With the default buffer we setup above, the "mykey" data will be flushed after 5 seconds. Assuming no new operations occur with our buffer, the process will be placed into hibernation after 10 seconds. All of this is configurable through the options below.

Options

A data buffer comes with a few configurable options. We can pass any of these options along with the use macro.

use DataBuffer, interval: 60_000, jitter: 20_000
  • :partitions - The number of table partitions to use for the buffer - defaults to 1.
  • :interval - The time in milliseconds between the first insert for a given key and its next flush callback being invoked. Defaults to 5_000.
  • :jitter - A max time in milliseconds that will be added to interval to ensure some randomness in each flush invocation. The time added would be randomly selected between 0 and jitter. Defaults to 0.
  • :timeout - The time in milliseconds between the last operation on a a buffer, and the process being hibernated. Defaults to 10_000.
  • :retry_delay - The time in milliseconds between a handle_flush/2 callback failing, and the next attempt occuring. Defaults to 1_000.
  • :retry_max - The max amount of retry attempts that will occur for the handle_flush/2 callback.

Errors

If the handle_flush/2 callback returns an invalid value or raises an exception after :retry_max attempts, the handle_error/2 callback will be invoked.

This callback is provided the same key and data values as handle_flush/2, but the assumption can be made that our normal persistence layer is no longer functional. It is then left up to the developer how to best handle this situation.

def handle_error(key, data) do
  # Put the data back into the buffer...
  # Or put the data to local disk...
  :ok
end

Link to this section Summary

Callbacks

Returns the current number of items associated with a given key from the buffer.

Asynchronously flushes a given key from the buffer.

Callback for handling errors that occur during flush invocation.

Callback for flushing a key from the buffer.
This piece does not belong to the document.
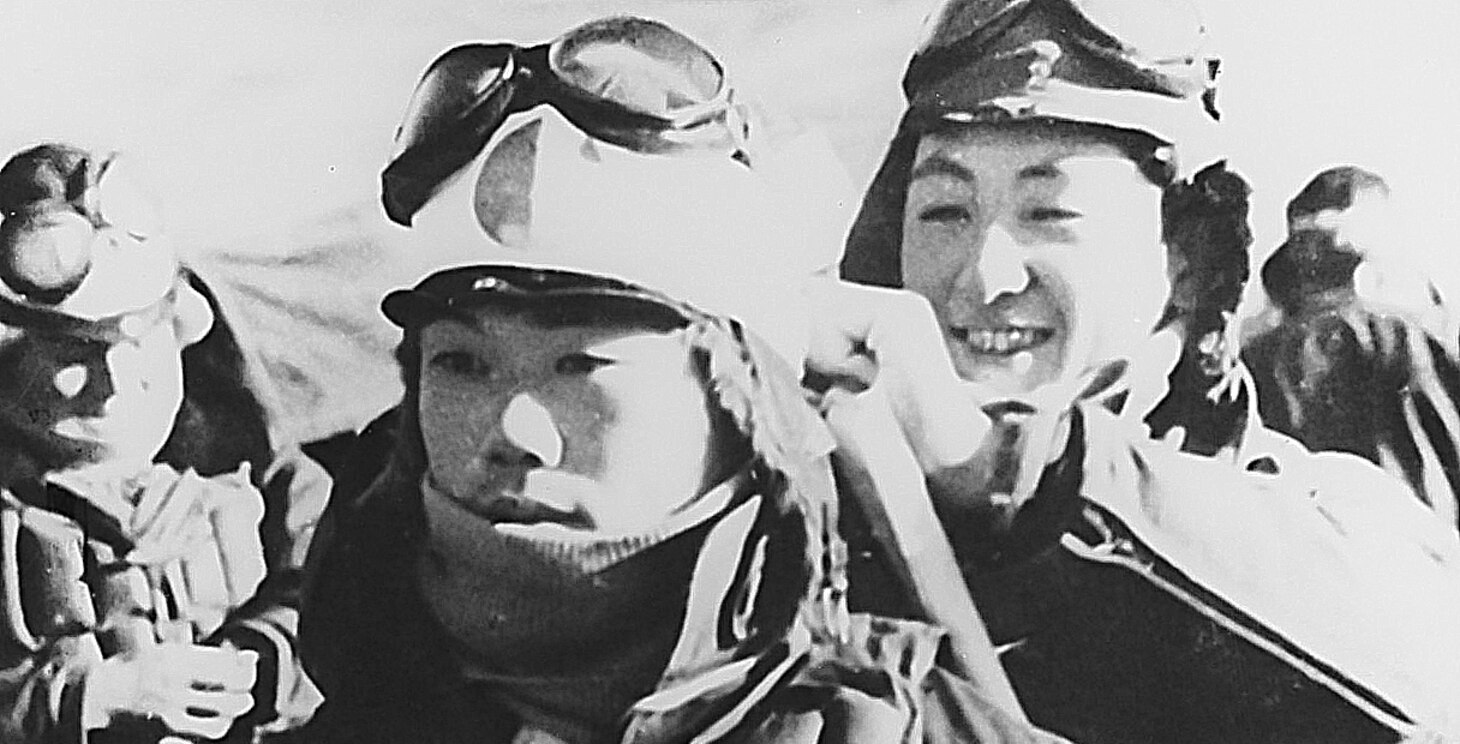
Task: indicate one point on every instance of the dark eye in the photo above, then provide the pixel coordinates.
(459, 363)
(580, 363)
(945, 213)
(1051, 215)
Inserts a value to the buffer that is associated with a given key.

Starts the buffer process.

Link to this section Types

Link to this type

option() View Source
option() ::
  {:interval, non_neg_integer()}
  | {:jitter, non_neg_integer()}
  | {:timeout, non_neg_integer()}
  | {:partitions, non_neg_integer()}
  | {:retry_delay, non_neg_integer()}
  | {:retry_max, non_neg_integer()}

Link to this type

options() View Source
options() :: [option()]

Link to this section Callbacks

Link to this callback

count(key) View Source
count(key :: any()) :: integer() | nil

Returns the current number of items associated with a given key from the buffer.

Link to this callback

flush(key) View Source
flush(key :: any()) :: :ok

Asynchronously flushes a given key from the buffer.

Link to this callback

handle_error(key, data) View Source
handle_error(key :: any(), data :: [any()]) :: any()
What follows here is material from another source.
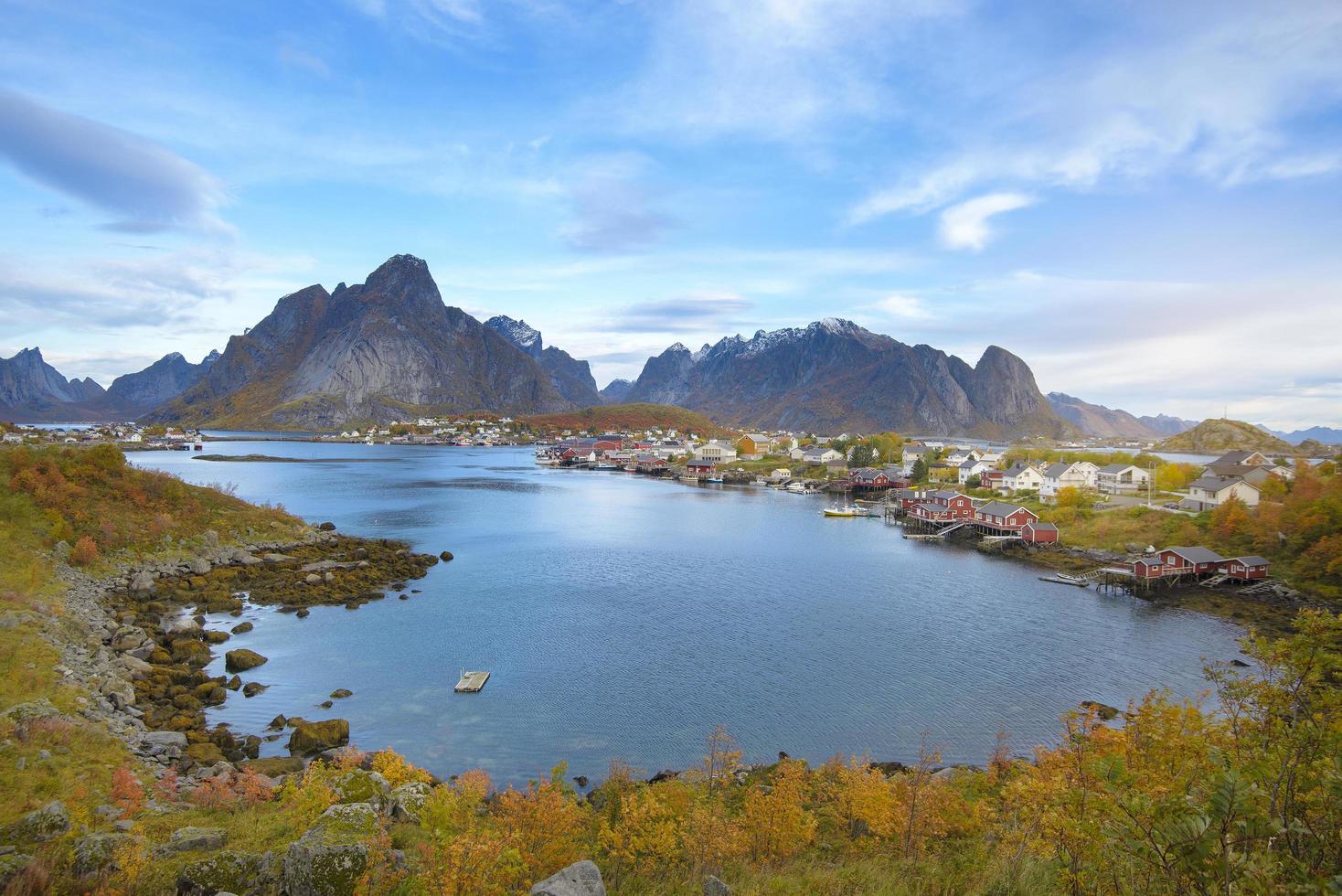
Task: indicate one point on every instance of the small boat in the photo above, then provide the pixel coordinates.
(472, 682)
Callback for handling errors that occur during flush invocation.

If the flush attempts hit the :retry_max, this function will be called and provided with the key as well its current data. It is then up to the developer to decide how best to handle the data.

Link to this callback

handle_flush(key, data) View Source
handle_flush(key :: any(), data :: [any()]) :: :ok

Callback for flushing a key from the buffer.

When a buffer key hits its set time interval, this function will be called and provided with the key as well its current data.
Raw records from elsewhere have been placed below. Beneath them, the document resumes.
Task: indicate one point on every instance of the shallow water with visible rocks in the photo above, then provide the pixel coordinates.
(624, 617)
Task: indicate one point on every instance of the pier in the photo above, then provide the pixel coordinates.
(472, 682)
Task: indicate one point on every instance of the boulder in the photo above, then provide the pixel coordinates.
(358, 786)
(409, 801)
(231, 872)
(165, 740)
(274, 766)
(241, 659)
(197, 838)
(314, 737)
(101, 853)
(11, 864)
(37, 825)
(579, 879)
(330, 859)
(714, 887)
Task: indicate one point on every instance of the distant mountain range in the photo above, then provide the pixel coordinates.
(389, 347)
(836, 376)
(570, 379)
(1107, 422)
This function is called within its own Task and is supervised. If the callback does not return :ok - the task will fail and attempt retries based on the :retry_delay and :retry_max options.

Link to this callback

insert(key, value) View Source
insert(key :: any(), value :: any()) :: :ok | :error

Inserts a value to the buffer that is associated with a given key.

Each key is scoped to the buffer module. So duplicate keys across different buffer modules will not cause issues.

Starts the buffer process.

Options

The options available are the same provided in the "Options" section.